恋をする年頃の娘なら感じて当たり前の衝動を、ソフィーも例外なく感じていたのだが自覚がなかった。
ただ、<何だかつまらない…>とだけ感じるのがやっとだった。
ソフィーは、日増しにため息が増えた。
ハウルがいる時だけはため息の代わりに絶え間ない高揚感。
ハウルに焦がれるにつれ重症化をたどる一方だったが、当の本人はそんな自分を持て余したまま。
なんだかわからない憂欝さを感じるのみだった。
ある日の昼下がり。
家族はそれぞれに過ごしている。ハウルはいない。
ふと、思いついて…カルシファーに頼み、城を動かしてもらった。
ソフィーが訪れたのは、いつかの花畑。
あの日一時だけ二人ですごしたほの甘いひととき…
思い出しながら、うっすら涙が滲んだ。
あの時は、ハウルがどこかへ消えてしまうような気がした。
そしてその通り、その夜彼は戦火の中から現われ戦火の中へ飛び立っていった。
今でもあの時のことを考えると胃の奥が絞られるような感覚がある、いま無事に暮らせてることはほんとうにほんとうに奇蹟だ。。
ソフィーはその場にぺたんと座り込み、そのまま仰向けになり顔を両手で覆った。
ああ。ハウル。今すぐここに来て。そばにいて。
抱き締めて。私の名前を呼んで。どこへも行かないって言って。
身を切られそうな切なさにまかせてそのまま…いつしか、むせび泣いていた。
<気分転換になるようにここへ来たのに、ますますさみしくなっちゃった。>
しばらくして身を起こし、ぷるぷるっと首をふると、城へ帰る扉へ戻った。
小さな小さなその小屋は、扉を開ければ中は城へつながっている。
…はずなのに。
扉を開けても、見た目通りの小さな部屋があるだけだった。
しまった―?!
一度解体し再生された城は、ドアの行き先も前とは変わっていて、花畑への出口はまだ設定されていなかった。
だからさっきはカルシファーに城ごと連れてきてもらったのだ。
<え…、どうしよう…>
そういえば、城は。さっきまで背後にあったのに…。
<カルシファーはここへ来たのをわかってるから、ハウルが帰ってきたらきっと教えてくれるはず。でもハウルが帰ってくるのなんて、たぶん明日にならないと…>
<明日かぁ。マルクル達のごはんどうしよう…、でもマルクルもあたしの行き先探すわよね…そしたらカルシファーが…>
と、あれこれ思索を巡らせながらもまだ半ばぼんやりしたまま突っ立っていると、目の前でガチャリと扉が開いた。
中から現われたのは想い人まさにそのひと。
予期せぬことに心臓ごと飛び上がったソフィー。ハウルは目を丸くして「いったい何で、こんな入口がつながってない所に来てるの」あっけらかんと言う。

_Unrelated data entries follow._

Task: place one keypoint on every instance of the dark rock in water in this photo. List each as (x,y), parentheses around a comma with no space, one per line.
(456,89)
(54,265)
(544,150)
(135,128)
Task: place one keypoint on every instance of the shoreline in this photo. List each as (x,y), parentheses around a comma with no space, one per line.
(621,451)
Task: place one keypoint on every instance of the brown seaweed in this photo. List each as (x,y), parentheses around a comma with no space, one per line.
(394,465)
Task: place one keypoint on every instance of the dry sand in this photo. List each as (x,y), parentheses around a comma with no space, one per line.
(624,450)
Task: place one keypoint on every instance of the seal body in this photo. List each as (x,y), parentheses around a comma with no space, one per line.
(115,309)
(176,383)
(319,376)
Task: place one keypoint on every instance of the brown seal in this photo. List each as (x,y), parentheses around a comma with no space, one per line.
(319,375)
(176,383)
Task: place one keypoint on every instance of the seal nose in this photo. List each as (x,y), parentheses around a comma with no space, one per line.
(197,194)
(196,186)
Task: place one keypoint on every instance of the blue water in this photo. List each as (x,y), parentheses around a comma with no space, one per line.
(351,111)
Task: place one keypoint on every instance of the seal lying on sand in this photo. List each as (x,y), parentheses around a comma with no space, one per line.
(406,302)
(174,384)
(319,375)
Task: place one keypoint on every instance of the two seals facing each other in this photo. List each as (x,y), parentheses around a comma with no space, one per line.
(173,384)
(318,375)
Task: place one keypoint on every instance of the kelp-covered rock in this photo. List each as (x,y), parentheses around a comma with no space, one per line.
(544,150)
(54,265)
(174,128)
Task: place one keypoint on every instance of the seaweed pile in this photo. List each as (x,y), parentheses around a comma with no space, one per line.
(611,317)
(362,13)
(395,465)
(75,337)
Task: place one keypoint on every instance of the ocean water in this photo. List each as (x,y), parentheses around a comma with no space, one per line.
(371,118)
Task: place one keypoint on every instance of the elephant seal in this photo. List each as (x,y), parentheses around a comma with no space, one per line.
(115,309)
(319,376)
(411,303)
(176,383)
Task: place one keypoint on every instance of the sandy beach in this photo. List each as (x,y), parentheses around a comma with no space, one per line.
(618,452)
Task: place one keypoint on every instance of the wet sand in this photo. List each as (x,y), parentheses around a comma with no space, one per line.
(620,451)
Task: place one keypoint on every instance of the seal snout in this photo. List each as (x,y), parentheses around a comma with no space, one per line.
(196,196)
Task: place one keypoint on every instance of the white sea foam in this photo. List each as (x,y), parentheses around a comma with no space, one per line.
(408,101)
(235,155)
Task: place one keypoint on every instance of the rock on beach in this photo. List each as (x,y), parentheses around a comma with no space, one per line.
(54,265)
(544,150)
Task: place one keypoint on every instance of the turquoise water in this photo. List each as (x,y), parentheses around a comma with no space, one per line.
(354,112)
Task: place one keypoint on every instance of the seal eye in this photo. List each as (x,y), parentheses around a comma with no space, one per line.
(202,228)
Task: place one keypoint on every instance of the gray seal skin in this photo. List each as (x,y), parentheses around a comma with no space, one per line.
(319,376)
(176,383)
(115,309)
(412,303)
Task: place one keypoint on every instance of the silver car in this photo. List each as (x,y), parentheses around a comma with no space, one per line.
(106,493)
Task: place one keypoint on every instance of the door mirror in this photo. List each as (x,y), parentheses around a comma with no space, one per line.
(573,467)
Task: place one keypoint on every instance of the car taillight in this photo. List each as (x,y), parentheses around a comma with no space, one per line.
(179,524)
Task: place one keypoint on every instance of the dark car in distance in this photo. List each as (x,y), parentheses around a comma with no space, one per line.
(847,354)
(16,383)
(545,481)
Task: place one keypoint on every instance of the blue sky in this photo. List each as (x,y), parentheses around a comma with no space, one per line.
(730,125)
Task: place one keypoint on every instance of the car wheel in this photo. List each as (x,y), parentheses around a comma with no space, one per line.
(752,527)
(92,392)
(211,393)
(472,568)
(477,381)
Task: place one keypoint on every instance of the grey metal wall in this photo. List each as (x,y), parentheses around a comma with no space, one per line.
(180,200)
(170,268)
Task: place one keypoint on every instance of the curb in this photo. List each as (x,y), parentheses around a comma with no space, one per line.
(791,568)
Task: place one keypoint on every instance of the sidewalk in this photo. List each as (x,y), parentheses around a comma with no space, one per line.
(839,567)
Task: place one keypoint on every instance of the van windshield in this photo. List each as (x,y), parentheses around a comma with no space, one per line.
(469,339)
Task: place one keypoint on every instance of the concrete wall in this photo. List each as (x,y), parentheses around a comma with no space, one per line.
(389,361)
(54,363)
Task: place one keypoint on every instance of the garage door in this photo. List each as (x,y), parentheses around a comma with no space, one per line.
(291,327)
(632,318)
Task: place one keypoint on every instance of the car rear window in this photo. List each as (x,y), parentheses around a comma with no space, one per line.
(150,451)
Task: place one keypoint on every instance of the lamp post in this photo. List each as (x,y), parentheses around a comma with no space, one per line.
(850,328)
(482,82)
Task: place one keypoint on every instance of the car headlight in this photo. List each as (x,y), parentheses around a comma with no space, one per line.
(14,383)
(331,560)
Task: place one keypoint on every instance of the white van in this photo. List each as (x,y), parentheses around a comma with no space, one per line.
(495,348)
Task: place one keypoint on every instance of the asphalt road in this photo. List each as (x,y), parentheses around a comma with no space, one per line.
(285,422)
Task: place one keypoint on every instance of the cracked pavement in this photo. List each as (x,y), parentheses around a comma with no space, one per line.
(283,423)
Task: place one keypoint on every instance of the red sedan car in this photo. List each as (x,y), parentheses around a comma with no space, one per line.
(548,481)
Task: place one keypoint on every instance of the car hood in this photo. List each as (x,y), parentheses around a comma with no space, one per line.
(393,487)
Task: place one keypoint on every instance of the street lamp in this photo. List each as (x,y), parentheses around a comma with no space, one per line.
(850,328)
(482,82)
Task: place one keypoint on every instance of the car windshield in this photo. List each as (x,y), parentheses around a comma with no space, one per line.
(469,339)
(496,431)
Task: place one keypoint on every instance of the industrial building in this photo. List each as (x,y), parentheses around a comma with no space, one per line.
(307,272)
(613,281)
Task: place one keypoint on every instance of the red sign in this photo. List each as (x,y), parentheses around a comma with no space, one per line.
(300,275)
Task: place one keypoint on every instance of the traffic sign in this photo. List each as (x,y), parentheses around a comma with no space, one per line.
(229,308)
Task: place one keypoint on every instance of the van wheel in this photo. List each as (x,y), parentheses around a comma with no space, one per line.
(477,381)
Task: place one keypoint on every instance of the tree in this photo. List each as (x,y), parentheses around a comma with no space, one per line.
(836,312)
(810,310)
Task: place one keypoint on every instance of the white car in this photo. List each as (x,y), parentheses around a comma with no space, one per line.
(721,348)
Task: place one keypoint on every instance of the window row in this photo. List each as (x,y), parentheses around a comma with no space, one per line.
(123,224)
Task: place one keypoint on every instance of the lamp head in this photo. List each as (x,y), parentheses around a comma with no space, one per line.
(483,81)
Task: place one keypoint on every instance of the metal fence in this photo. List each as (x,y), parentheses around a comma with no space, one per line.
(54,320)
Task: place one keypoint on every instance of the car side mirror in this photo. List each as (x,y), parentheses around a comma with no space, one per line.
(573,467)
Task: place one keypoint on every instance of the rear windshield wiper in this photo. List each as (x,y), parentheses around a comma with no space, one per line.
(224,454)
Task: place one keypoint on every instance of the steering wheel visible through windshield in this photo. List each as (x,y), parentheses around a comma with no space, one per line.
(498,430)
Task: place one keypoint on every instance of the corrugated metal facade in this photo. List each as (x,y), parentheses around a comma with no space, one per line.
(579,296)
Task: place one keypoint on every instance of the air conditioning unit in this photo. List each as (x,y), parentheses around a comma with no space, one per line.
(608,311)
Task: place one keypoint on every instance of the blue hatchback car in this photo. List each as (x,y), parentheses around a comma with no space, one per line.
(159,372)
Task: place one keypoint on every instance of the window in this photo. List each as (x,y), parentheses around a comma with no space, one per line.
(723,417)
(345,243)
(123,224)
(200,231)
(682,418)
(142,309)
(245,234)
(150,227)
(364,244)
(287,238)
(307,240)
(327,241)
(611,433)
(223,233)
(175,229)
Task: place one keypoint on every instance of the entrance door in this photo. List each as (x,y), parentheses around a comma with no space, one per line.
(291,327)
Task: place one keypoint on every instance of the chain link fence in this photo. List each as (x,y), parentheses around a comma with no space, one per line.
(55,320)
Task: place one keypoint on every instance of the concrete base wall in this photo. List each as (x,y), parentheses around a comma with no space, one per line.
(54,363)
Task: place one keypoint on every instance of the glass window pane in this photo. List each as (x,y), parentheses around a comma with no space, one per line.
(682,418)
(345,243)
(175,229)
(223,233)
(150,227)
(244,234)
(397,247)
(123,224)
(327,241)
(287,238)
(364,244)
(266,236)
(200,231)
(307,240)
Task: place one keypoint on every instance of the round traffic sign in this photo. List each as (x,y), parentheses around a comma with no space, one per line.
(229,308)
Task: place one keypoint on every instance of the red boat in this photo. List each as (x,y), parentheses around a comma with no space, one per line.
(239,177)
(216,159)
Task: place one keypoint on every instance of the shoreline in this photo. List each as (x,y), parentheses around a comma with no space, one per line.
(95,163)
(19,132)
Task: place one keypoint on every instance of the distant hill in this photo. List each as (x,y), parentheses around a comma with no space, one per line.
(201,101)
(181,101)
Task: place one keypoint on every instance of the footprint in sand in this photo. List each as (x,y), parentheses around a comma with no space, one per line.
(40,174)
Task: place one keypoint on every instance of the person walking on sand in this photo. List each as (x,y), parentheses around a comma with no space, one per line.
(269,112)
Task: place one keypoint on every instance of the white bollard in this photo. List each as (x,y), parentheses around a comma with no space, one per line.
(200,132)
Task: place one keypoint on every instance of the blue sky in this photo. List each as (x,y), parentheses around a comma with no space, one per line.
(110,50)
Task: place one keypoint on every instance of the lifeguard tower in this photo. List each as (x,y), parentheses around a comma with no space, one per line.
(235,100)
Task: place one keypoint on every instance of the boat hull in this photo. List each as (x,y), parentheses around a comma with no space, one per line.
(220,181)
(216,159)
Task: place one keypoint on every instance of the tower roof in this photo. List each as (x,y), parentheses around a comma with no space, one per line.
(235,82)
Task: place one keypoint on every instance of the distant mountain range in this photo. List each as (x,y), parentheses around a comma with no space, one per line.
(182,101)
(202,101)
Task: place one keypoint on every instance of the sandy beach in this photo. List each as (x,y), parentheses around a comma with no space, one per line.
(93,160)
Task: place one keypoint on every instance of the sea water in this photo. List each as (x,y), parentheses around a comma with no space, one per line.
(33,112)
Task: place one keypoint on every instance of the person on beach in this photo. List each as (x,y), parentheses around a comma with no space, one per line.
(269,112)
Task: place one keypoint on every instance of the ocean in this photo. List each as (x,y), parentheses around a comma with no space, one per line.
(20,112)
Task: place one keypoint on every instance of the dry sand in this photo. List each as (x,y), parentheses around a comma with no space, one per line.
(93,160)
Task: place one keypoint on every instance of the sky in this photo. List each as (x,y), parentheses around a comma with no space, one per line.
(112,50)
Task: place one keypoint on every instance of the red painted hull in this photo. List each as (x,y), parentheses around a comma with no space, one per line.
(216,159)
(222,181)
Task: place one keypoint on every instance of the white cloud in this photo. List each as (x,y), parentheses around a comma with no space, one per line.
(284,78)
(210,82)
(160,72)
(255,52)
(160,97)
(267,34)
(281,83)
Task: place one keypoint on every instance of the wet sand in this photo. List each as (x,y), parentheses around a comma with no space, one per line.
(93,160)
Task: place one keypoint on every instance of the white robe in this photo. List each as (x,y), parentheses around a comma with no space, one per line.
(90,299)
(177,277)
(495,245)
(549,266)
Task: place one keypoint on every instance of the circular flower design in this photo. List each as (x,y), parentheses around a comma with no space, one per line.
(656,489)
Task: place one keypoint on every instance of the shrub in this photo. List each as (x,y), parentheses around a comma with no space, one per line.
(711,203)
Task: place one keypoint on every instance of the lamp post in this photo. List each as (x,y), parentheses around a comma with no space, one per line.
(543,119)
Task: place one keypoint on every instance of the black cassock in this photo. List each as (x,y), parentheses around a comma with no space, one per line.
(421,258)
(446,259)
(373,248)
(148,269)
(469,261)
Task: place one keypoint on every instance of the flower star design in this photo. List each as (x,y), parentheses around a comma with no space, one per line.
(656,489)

仰天した勢いでソフィーはハウルに抱きつく。今度はハウルが仰天する番だ。
「ハウル、ハウル、ハウル!!」
「え、ちょっ、どうしたの、何があったの?!ソフィー」
手も足も全身がしびれ微電流が流れたような感覚、ぎゅっと瞑った目蓋の奥ではチカチカと星がまたたいて。
―今なら言えそうだ。
「好き。好き、大好き。もっと、もっともっとハウルと一緒にいたい。たまに…たまには、一日中ずーっと一緒にすごしたい…。」
「ソフィー…」
ハウルは後ろ手に扉を閉めるとソフィーの頭を抱きかかえ「寂しい思いをさせちゃった?ごめんね。」と、髪をやさしく梳いた。
そして両手でソフィーの頬を包んで潤んだ瞳をまっすぐ覗き込む。「ソフィーがそんなに僕のことを思ってくれてたなんて。」
そう言うと、もう一度頭を自分の肩口に抱き寄せた。
「…僕も、もっともっと君と仲良くしたくて…でもあまり急いで君を恐がらせちゃいけないから…」
「…」ソフィーはしばらくハウルの胸に顔を埋めていたが、やがて顔を上げ無邪気に言った。「ハウルは恐くなんかないわ…」
どうやらハウルの真意は伝わってないらしい。
「んーと…、やっぱりソフィーにはまだ早いのかも…」困った顔で返すと、可愛らしく憤慨する。
「何よぉ、なにが…、んっ…」
やわらかく唇を覆いつくされ、言葉は消えた。優しく優しく吸い上げられ、唇が自然に開く。
そこからするっと忍び込んだ恋人の舌は彼女のすべてを貪り尽くすかのように無心に蠢く。
「…っ、はぁっ、はぁ…」やっと解放されたが、味わい足りない碧い瞳はソフィーをけだるく見つめた。
「…こういうこと。本当は、君が準備できるまで、気長に待つつもりだったんだけど。…恐くない?」
「恐い?ハウルが?」やはりまだわかってないようだ。
しかし、とろんと熱っぽい瞳、隠微に唇を光らせながら見つめ返されて、ハウルに今さら我慢できるはずもなく―
スッといつもの表情に戻り、ソフィーを抱えたままハウルは振り返って扉の中に声を掛けた。
「マルクル、今夜は適当に食事をすませること。ソフィーと僕はちょっと出掛けるから。カルシファー、明日ここへ迎えに来ておくれ」
カルシファーが何か言っていたが、かまわず戸を閉める。